4) The God of peace who sanctifies us
After Paul explained to Thessalonians church about the life of the congregation in regards to its leadership, its love, and its worship. Throughout this letter, he has addressed our doctrine and our life, what we believe and how we live.
Our life of faith grows and trusts the Lord, our life of love that serves those in the church, and our life of hope that is confident in the future and knows that this life of faith, love and hope is not an accident. The life of the church is formed by God in the context of the gospel. Faith, love and hope are possible because of God’s promise, as Paul concludes in verse 23, “May God himself, the God of peace, sanctify you through and through. May your whole spirit, soul and body be kept blameless at the coming of our Lord Jesus Christ” (1 Thessalonians 5:23)

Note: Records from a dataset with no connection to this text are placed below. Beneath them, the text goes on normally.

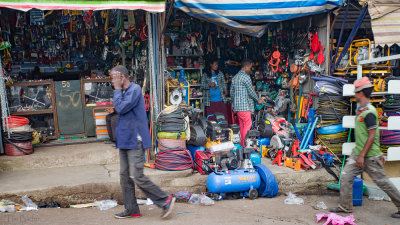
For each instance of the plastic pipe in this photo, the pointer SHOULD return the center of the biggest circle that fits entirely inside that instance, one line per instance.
(307, 138)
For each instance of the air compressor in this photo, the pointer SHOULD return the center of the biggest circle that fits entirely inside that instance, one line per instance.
(252, 183)
(246, 181)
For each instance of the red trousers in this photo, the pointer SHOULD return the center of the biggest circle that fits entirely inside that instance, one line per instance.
(245, 124)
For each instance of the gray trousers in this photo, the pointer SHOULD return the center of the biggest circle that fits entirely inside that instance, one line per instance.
(374, 167)
(131, 172)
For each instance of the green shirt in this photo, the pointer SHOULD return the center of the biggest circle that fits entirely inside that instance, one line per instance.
(361, 132)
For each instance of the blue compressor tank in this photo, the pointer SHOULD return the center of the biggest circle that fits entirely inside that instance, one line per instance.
(233, 181)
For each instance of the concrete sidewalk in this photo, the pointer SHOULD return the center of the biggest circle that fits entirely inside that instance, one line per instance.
(85, 173)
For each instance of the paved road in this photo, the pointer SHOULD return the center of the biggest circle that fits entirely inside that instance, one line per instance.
(244, 211)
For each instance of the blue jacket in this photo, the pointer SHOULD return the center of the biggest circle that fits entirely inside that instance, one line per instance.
(129, 104)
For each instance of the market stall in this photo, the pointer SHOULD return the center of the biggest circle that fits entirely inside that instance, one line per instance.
(304, 67)
(56, 59)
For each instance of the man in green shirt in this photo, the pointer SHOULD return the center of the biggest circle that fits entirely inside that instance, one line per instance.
(367, 155)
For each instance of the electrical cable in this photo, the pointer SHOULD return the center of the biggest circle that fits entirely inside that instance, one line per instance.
(334, 141)
(332, 108)
(17, 121)
(174, 160)
(16, 140)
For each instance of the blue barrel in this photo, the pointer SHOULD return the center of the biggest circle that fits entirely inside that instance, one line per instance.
(255, 158)
(233, 181)
(357, 191)
(193, 149)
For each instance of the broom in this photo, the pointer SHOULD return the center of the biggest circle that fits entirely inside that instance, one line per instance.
(333, 186)
(336, 187)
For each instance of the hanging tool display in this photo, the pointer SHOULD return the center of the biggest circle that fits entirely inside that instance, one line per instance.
(71, 41)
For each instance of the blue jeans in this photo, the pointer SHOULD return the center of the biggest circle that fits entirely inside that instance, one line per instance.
(131, 172)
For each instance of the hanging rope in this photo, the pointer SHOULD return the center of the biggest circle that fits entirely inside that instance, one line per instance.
(5, 111)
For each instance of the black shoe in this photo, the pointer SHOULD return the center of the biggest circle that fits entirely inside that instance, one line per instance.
(126, 214)
(396, 215)
(168, 207)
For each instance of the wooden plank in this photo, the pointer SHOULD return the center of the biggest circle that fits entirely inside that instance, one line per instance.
(27, 113)
(32, 83)
(69, 107)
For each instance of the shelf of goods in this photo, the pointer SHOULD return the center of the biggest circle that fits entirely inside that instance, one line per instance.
(36, 98)
(393, 87)
(393, 122)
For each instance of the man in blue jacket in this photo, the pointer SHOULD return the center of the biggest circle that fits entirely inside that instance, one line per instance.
(132, 137)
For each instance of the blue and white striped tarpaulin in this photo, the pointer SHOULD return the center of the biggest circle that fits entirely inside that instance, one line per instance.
(251, 17)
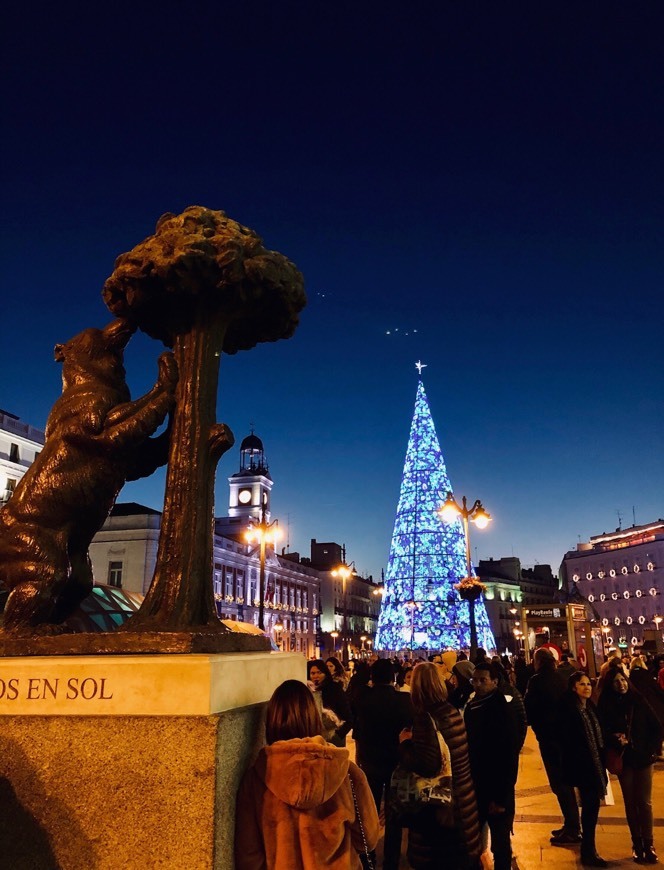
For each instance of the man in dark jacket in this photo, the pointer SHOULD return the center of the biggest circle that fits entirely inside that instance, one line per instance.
(381, 714)
(493, 743)
(545, 689)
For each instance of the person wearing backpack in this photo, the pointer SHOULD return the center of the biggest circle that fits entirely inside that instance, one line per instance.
(452, 841)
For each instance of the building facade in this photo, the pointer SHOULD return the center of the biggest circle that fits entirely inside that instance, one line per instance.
(350, 609)
(621, 574)
(511, 587)
(19, 444)
(124, 553)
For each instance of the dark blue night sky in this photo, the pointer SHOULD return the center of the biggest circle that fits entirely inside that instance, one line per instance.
(488, 174)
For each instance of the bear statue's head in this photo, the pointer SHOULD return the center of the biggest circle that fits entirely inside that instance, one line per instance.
(95, 354)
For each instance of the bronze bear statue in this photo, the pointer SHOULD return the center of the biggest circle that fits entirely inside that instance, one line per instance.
(96, 439)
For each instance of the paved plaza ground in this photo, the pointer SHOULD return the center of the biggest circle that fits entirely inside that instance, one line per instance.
(537, 813)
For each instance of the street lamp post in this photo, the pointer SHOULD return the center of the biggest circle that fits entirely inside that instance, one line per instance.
(412, 606)
(261, 532)
(470, 587)
(344, 571)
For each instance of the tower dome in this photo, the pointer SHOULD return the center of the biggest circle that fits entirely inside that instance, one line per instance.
(252, 456)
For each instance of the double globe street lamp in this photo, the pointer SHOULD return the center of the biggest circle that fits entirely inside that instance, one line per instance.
(470, 588)
(344, 571)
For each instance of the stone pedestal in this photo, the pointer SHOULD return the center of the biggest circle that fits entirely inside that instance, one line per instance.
(129, 761)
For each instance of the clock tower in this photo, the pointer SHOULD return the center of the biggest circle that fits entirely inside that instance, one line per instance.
(250, 487)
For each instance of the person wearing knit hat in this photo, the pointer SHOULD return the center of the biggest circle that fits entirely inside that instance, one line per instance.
(449, 658)
(463, 671)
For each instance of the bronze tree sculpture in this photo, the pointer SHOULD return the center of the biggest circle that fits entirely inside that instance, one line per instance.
(203, 284)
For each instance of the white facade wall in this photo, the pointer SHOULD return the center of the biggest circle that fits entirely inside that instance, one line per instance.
(19, 444)
(292, 591)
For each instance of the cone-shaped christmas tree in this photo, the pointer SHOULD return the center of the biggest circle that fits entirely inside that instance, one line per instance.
(421, 608)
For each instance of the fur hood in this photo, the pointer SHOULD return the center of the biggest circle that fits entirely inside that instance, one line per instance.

Whatever God calls us to do, in terms of being obedient or loving one another, in terms of our relationships, work and business practice, or sexual purity, all those commands included under what it means to live a life that pleases God. And all of these must first of all be rooted in the gospel. If we do not get that, our whole life will be one of frustration. Paul came into Thessalonica with the gospel message, and he did not have the time to stay there and teach them all he intended, but Paul had confidence in God. God would continue to work and transform these Christians, and God has promised he will continue that work in our lives as well. When Paul wants to encourage us, he ties everything back to the gospel and explains in verse 24, “The one who calls you is faithful, and he will do it.” (1 Thessalonians 5:24)
So let us be confident that God will keep his promises. God is faithful, and he will finish what he started.
And let us finish by reminding of our response to his Word today:
- Be self-controlled; disciplined living is a mark of the Spirit in our lives.
- Studying prophecy is good, but it is better to live in obedience to the prophetic Word of God.
- We are to live with habits, character, and purposes that can withstand the glare of daylight exposure—the scrutiny of God. We are not to live a dark life, hidden in its intentions or practices.
- Show respect for your Christian leaders and parents.
- Trust God to do his part in our sanctification & growth as we do our part.